A historic moment
January 20th, 2009Photo credit: beagleskin
Today, the day Barack Obama becomes the President of the United States, is an inspiring moment, no matter where in the world we are. For many in the US, this is a landmark for the country’s African-American citizens. For India, there is another connection. The Black Civil Rights Movement and India’s Independence struggle had a common spirit to them, even if they were decades apart - both Martin Luther King and Mahatma Gandhi had adopted the ideas of non-violence and civil disobedience from Henry Thoreau’s 1849 essay, Resistance to Civil Government.
Both MLK and Gandhi inspired millions of people to unite towards demanding fundamental rights that were denied them, and emboldened thousands of ordinary individuals to perform acts of resistance that required remarkable courage.
I admit, I was moved while watching Barack Obama’s inaugural speech on TV. Obama sees himself as a post-partisan figure, whose election united blacks and whites. His victory certainly does not mean the end of racism in the US, but it is a sign that people can at least occasionally, and at critical moments, overcome tribalism when it comes to race and identity.
In India as well, we struggle against the politics of identity, and we’ve seen pretty intractable vote banks around caste, religion, region and class. Obama’s win is a moment of optimism for people everywhere who hope to move past such politics. It’s why his ‘campaign of hope’ resonated so much across the world.










Fractured tongues
January 24th, 2009Photo credit: Dushyanthini K.
With the capture of LTTE’s makeshift capital Killinocchi, and the group in retreat in Sri Lanka, the sectarian war in Sri Lanka seems to be coming to a head.
The conflict between the majority Sinhalese and minority Tamils is a complex, worrying one, and looking back, language has played a substantial part in it. Its always been difficult to build peace when a country has multiple ethnic populations who speak different tongues. There were many former British colonies that faced this challenge after independence - Sri Lanka, Singapore and of course, India.
Language is a pretty natural fracture for communities. India had come face to face with this reality early on, when the post-independence government proposed making Hindi the official language. The Delhi government only retreated and accepted both English and Hindi as official languages when massive protests erupted in the South (especially in Tamil Nadu, where riots broke out and students burnt effigies of the ‘Hindi demonness’). Singapore also chose English, a neutral tongue, as the official language over the local Malay, Chinese, and Tamil tongues.

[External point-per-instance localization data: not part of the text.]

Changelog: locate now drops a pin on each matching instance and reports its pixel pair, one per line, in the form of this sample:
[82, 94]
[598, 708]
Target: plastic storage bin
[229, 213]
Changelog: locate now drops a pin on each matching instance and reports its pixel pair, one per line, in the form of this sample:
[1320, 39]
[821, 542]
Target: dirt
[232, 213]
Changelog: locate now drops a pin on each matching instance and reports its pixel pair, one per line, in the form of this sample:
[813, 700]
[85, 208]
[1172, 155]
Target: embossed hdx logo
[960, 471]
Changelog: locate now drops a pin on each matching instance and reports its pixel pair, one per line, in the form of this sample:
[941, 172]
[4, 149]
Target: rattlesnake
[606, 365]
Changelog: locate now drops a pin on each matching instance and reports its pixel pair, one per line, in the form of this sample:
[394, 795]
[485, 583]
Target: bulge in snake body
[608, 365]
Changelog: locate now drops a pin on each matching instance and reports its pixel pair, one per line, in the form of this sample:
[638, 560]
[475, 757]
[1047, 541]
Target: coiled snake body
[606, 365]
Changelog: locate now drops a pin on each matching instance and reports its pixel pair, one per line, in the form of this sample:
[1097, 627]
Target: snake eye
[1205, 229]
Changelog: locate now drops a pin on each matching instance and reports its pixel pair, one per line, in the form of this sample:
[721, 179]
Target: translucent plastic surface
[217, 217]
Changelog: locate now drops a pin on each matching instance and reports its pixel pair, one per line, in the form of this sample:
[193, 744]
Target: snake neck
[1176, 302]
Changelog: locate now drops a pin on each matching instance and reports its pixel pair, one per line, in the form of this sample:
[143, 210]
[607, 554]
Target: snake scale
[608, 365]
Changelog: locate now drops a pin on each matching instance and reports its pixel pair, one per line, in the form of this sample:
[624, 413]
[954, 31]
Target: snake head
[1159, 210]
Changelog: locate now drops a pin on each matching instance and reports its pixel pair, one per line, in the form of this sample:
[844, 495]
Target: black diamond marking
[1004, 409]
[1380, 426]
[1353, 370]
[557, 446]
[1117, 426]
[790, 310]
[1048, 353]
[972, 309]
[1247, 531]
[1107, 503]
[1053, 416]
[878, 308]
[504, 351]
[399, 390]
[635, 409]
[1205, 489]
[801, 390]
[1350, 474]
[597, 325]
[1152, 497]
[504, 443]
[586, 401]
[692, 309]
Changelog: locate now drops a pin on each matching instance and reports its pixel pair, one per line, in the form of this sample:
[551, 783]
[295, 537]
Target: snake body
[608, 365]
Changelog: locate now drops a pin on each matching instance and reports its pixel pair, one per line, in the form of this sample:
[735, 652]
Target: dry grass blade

Sri Lanka however, took a very different tack. The government replaced English with the majority language Sinhalese as the official tongue, and marginalised Tamil. Of course, this wasn’t the sole reason for the conflict, but it only intensified it. Language after all, seems to be a core part of our identity - we only need to look to Ireland’s attempts to revive the Irish tongue, the resurrection of Hebrew in Israel, and in India, the early (and successful) fights to have our state borders drawn according to language.